Specifically, the file generation module 33 is to traverse the intermediate expression file and process it layer by layer. Since each unit of the intermediate expression file contains the information of each operator (layer), it will generate the corresponding hardware according to the operator information during traversal. The text file of the interface syntax, that is, the network template file. The network template file is a network template file of a software development kit.

In this embodiment, the file generation module 33 is further configured to use the abstraction layer to hide redundant operations (for example, operations such as initialization, memory allocation, etc.), while exposing optimization nodes.

The compiling module 34 is used for compiling the network template file into an executable reasoning application.

In this embodiment, the compiling module 34 compiles the network template file into an executable reasoning application through a G++ compiler.

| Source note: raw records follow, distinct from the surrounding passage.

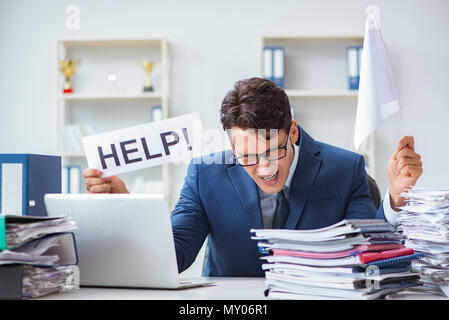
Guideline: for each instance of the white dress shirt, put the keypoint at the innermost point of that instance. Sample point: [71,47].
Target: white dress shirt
[268,201]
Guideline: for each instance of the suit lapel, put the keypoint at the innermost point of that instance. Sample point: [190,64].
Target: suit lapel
[306,171]
[247,191]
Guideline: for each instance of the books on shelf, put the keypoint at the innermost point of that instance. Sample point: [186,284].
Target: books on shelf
[37,255]
[352,259]
[424,221]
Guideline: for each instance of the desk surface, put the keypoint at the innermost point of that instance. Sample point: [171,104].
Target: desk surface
[224,289]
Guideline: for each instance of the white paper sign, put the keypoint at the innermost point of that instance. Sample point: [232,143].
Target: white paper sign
[173,140]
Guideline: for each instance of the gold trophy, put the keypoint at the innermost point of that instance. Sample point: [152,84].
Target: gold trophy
[68,68]
[148,66]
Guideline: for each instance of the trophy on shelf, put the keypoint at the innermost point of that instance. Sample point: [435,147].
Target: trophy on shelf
[68,68]
[148,67]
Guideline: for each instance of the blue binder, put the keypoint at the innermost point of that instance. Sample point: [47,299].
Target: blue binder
[25,179]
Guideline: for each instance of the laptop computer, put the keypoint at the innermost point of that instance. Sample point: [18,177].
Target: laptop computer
[123,240]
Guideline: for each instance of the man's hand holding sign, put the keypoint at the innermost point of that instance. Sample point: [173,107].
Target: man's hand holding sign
[136,148]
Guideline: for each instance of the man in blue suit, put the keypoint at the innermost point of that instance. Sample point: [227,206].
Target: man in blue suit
[275,176]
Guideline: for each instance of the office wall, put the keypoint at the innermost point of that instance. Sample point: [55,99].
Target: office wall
[213,44]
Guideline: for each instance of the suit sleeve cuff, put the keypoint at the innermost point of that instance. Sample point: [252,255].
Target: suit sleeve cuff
[390,214]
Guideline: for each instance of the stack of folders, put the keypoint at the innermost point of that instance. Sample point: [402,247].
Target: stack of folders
[424,221]
[352,259]
[37,255]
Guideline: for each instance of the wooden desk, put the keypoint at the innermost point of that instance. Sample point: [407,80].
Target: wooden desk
[224,289]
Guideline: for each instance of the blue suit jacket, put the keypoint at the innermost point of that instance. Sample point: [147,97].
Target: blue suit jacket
[221,201]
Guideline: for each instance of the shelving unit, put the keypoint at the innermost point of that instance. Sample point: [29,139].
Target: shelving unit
[103,104]
[316,83]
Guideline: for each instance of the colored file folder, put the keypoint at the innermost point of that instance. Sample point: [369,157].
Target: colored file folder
[25,179]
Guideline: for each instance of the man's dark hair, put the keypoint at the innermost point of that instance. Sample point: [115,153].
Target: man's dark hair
[256,103]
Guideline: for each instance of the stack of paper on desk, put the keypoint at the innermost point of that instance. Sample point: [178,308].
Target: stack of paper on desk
[425,223]
[352,259]
[35,253]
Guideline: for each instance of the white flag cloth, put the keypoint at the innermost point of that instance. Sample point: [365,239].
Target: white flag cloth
[378,96]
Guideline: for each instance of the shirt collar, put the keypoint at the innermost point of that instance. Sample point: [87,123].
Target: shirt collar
[293,166]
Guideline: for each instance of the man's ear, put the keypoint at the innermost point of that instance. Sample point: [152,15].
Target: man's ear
[294,132]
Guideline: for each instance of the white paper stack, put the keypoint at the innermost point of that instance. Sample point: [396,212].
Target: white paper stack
[352,259]
[39,253]
[425,223]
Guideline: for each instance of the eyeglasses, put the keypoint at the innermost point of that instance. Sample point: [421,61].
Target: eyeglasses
[247,160]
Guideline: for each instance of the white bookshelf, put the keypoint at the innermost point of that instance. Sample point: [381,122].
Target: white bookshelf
[104,105]
[316,83]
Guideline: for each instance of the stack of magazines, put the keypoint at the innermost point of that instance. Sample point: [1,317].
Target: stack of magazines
[425,223]
[352,259]
[37,256]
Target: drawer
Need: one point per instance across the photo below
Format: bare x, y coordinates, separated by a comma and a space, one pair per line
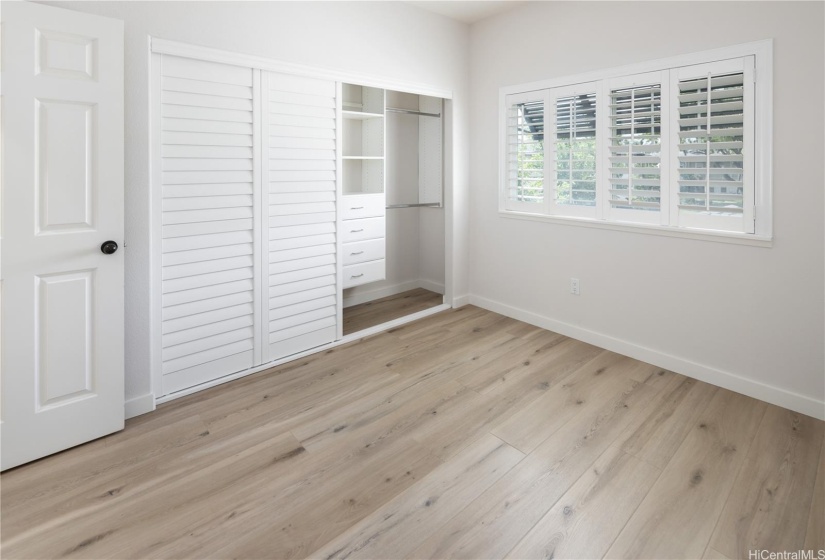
359, 230
358, 206
364, 273
363, 251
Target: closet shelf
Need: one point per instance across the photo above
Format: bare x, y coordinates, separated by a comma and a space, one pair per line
360, 115
412, 112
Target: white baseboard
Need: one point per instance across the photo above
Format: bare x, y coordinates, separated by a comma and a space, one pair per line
431, 286
758, 390
140, 405
378, 293
461, 301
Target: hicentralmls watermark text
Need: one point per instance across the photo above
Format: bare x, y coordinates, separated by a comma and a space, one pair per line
786, 555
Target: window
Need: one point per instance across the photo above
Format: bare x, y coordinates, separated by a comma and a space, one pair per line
682, 147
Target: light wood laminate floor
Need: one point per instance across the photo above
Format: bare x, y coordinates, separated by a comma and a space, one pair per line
463, 435
377, 312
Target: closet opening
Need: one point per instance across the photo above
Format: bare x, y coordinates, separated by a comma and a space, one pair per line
393, 154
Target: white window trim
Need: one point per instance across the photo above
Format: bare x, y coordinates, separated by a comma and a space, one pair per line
763, 129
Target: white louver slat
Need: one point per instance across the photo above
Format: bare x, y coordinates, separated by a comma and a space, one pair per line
574, 149
208, 171
299, 179
635, 150
715, 140
525, 152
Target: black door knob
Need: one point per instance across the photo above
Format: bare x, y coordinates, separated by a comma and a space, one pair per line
108, 247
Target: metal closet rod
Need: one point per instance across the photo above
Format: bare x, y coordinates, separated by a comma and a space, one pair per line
411, 112
418, 205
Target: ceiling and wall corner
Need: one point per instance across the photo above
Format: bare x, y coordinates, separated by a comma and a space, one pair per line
748, 318
468, 11
381, 39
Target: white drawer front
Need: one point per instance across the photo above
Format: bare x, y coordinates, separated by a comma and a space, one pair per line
354, 207
363, 251
359, 230
364, 273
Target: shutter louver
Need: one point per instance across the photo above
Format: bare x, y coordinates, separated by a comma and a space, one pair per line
574, 150
208, 274
525, 152
711, 141
300, 179
635, 156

It should be noted that it should be understood that the division of each module of the above system is only a division of logical functions, and may be fully or partially integrated into a physical entity in actual implementation, or may be physically separated. And these modules can all be implemented in the form of software calling through processing elements, or all can be implemented in hardware, and some modules can be implemented in the form of calling software through processing elements, and some modules can be implemented in hardware. For example, the x module may be a separately established processing element, or may be integrated in a certain chip of the above-mentioned system to be implemented. In addition, the x module can also be stored in the memory of the above-mentioned system in the form of program code, and is called by a certain processing element of the above-mentioned system to execute the function of the above x-module. The implementation of other modules is similar. All or part of these modules can be integrated together or implemented independently. The processing element described here may be an integrated circuit with signal processing capability. In the implementation process, each step of the above-mentioned method or each of the above-mentioned modules can be completed by an integrated logic circuit of hardware in the processor element or an instruction in the form of software. The above modules may be one or more integrated circuits configured to implement the above methods, such as: one or more specific integrated circuits (Application Specific Integrated Circuit, ASIC for short), one or more microprocessors (Digital Singnal Processor, DSP for short), one or more Field Programmable Gate Arrays (FPGA for short), etc. When one of the above modules is implemented in the form of a processing element scheduler code, the processing element may be a general-purpose processor, such as a central processing unit (Central Processing Unit, CPU for short) or other processors that can call program codes. These modules can be integrated together and implemented in the form of a System-on-a-chip (SOC for short).

Embodiment 3

This embodiment provides a compiling device, including: a processor, a memory, a transceiver, a communication interface or/and a system bus; the memory and the communication interface are connected to the processor and the transceiver through the system bus and complete mutual communication, and the memory is used for The computer program is stored, the communication interface is used to communicate with other devices, and the processor and the transceiver are used to run the computer program, so that the compiling device executes each step of the above neural network compiling method.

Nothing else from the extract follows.